When all 138 women were analyzed together, "injectables appeared to decrease both serum tenofovir levels and diphosphate intracellular concentrations," Dr. Coleman reported.

Predose intracellular levels were approximately 23 fmol/10⁶ cells with nonhormonal methods, approximately 17 fmol/10⁶ cells with injectable hormones, and between 17 and 23 fmol/10⁶ cells with oral contraceptives.

For the mixed-effect cohort (100 African women with 473 measured concentrations), older age was associated with less clearance of tenofovir, higher body weight increased the volume of distribution, and race was associated with a parameter (C0) that took into account predose concentration.

In the mixed-effect cohort, "the effect of injectables on clearance was evident," Dr. Coleman said. "However, it was not significant once it was placed into the multivariable model."

She explained that in the NCA cohort, "there were significant differences between injectables, [oral contraception], and nonhormonal contraception." With the injectables, there were statistically significant decreases in Cmax, AUC, and the predose concentration.

Oral contraception was associated with decreases in Cmax and AUC in PBMCs.

In the mixed-effect cohort, injectable hormones were not a significant covariate in tenofovir serum clearance. There was a higher clearance rate in the NCA cohort, but that was highly influenced by 2 women who had very high clearance levels.
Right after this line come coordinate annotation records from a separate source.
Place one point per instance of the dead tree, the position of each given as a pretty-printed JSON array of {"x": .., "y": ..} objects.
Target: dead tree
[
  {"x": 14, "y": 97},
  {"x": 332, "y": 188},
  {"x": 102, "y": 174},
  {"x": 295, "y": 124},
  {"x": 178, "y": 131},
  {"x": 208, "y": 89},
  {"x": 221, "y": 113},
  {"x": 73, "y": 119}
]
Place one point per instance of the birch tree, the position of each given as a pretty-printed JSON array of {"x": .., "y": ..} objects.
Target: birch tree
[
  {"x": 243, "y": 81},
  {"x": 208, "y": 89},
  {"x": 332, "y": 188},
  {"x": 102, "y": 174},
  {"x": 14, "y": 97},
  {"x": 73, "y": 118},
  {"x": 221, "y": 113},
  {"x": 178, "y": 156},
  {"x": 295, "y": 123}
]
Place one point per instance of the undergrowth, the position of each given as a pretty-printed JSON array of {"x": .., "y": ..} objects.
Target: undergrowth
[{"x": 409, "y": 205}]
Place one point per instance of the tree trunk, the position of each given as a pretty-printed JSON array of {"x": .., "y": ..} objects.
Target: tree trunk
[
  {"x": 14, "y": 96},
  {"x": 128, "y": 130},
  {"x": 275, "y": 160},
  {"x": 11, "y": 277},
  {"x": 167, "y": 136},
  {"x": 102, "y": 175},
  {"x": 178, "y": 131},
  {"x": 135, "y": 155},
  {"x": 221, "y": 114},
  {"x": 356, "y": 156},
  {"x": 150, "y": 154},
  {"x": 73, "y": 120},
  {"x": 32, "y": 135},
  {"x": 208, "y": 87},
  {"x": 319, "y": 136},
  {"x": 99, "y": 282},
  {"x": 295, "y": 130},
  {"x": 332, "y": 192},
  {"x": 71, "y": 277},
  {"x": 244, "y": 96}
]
Dr. Coleman noted that although the data are provocative, it is not possible to draw any "definitive conclusions about whether or not hormonal contraception lowers tenofovir concentrations." Furthermore, the effective concentration of tenofovir for HIV prophylaxis is not known, so the effect of the hormonal contraceptives on prevention is unclear.

The MTN-001 trial was not designed to address the questions investigated in this secondary analysis, which is a limitation of the study. Also, it did not control for age, which is highly correlated with injectable hormone use, and the specific composition of the oral contraceptives and injectable hormones was not known, she noted.

Session moderator Heather Jaspan, MD, PhD, senior scientist at Seattle BioMed in Washington, and senior lecturer at the University of Cape Town, South Africa, told Medscape Medical News that the results of this study do not give any clinical guidance, but it is definitely worth pursuing the relation between hormonal contraception and tenofovir levels.

Dr. Jaspan pointed out that it is important to look at the way hormone levels and inflammation relate to drug levels. "It's probably most important to look in the female genital tract or in the rectum, where the drugs are actually working, and not necessarily in the blood...in cervical-vaginal lavages, for example," she said. "At least the data give us insights into what factors we should be looking at in future studies," she noted.

The study was funded by the US National Institutes of Health, and Gilead provided the tenofovir. Dr. Coleman and Dr. Jaspan have disclosed no relevant financial relationships.

By Daniel M. Keller, PhD

AIDS 2012: XIX International AIDS Conference: Presentation FRLBC03 – Late Breaker. Presented July 27, 2012.